For promise_in_bounds with negative_as_oob, the user has effectively guaranteed that the index is not negative. If this is not the case, it would be undefined behaviour. A sensible fall-back would be similar to the current implementation, perhaps while emitting a warning (though I guess the idea is that no checks need to be performed).

If we need clipping to 0 behavior, manually clip indices can be a nice choice.

This is already implemented by the clip mode and the expected behaviour should be obvious?

If we need dropping behavior, lax.bitcast_convert_type can be a nice choice.

This seems like a non-obvious, hacky solution. It may well work, but negative_as_oob would allow us to avoid resorting to something like that.

From a cursory look at jax._src.ops.scatter and jax._src_ops.slicing it seems like this would require changes to the _scatter_lower and _gather_lower, which might preclude me from being able to attempt it.

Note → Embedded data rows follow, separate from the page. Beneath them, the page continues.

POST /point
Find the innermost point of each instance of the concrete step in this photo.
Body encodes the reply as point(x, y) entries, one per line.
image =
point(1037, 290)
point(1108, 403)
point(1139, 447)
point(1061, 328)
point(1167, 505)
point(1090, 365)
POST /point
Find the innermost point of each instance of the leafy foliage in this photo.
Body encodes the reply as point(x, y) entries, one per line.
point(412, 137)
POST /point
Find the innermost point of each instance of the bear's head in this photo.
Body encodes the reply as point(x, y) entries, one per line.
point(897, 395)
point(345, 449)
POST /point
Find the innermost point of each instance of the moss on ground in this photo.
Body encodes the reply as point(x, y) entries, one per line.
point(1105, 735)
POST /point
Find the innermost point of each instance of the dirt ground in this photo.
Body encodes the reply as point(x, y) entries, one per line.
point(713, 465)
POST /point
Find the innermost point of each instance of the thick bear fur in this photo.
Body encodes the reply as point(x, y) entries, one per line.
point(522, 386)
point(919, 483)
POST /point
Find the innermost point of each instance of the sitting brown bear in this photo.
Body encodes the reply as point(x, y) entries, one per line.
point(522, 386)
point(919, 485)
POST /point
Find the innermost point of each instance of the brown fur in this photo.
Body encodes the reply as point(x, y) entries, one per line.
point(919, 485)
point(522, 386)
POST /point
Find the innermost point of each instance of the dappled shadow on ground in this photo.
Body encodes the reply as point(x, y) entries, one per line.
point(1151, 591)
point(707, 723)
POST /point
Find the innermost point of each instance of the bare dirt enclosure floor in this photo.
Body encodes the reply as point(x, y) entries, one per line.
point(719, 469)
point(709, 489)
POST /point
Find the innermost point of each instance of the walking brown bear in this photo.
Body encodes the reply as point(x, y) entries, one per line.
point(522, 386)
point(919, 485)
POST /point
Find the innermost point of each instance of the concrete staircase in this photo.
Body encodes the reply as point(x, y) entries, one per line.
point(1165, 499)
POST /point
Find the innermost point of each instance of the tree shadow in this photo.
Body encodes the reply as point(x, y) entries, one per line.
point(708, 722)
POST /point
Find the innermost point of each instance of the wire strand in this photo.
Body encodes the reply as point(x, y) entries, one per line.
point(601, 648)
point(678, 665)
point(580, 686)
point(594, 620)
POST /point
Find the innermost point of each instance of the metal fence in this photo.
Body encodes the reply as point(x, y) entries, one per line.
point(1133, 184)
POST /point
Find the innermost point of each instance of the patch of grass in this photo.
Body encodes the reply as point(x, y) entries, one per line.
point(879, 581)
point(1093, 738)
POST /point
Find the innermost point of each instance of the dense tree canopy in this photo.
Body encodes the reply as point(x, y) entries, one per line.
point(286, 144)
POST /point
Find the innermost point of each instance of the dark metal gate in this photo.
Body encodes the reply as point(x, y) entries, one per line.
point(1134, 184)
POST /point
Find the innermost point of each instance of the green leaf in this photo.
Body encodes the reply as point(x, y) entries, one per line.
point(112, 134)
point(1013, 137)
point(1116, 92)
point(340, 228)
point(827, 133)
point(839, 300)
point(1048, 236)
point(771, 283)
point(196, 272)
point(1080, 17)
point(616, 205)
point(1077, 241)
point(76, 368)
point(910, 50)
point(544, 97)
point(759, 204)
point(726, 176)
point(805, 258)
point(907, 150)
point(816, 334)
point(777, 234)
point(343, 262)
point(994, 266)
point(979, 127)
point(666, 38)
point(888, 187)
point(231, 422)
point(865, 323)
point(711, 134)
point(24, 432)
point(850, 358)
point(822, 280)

@jakevdp could you let me know if there is any appetite for this sort of functionality? The use-case would be any problem where non-periodic boundary conditions on the array is required.

For example:

arr = jnp.arange(3)

print(arr)
> [0 1 2]

print(arr.at[4].get(mode="fill", fill_value=-1))
> -1  # As expected by boundary condition

print(arr.at[-1].get(mode="fill", fill_value=-1))
> 2  # Cannot apply constant boundary condition to left side

My proposal would yield:

arr = jnp.arange(3)

print(arr)
> [0 1 2]

print(arr.at[4].get(negative_as_oob=True, mode="fill", fill_value=-1))
> -1  # As expected by boundary condition

print(arr.at[-1].get(negative_as_oob=True, mode="fill", fill_value=-1))
> -1  # As expected by boundary condition

I'd like @hawkinsp to weigh-in because he's been thinking a lot about scatter/gather modes recently.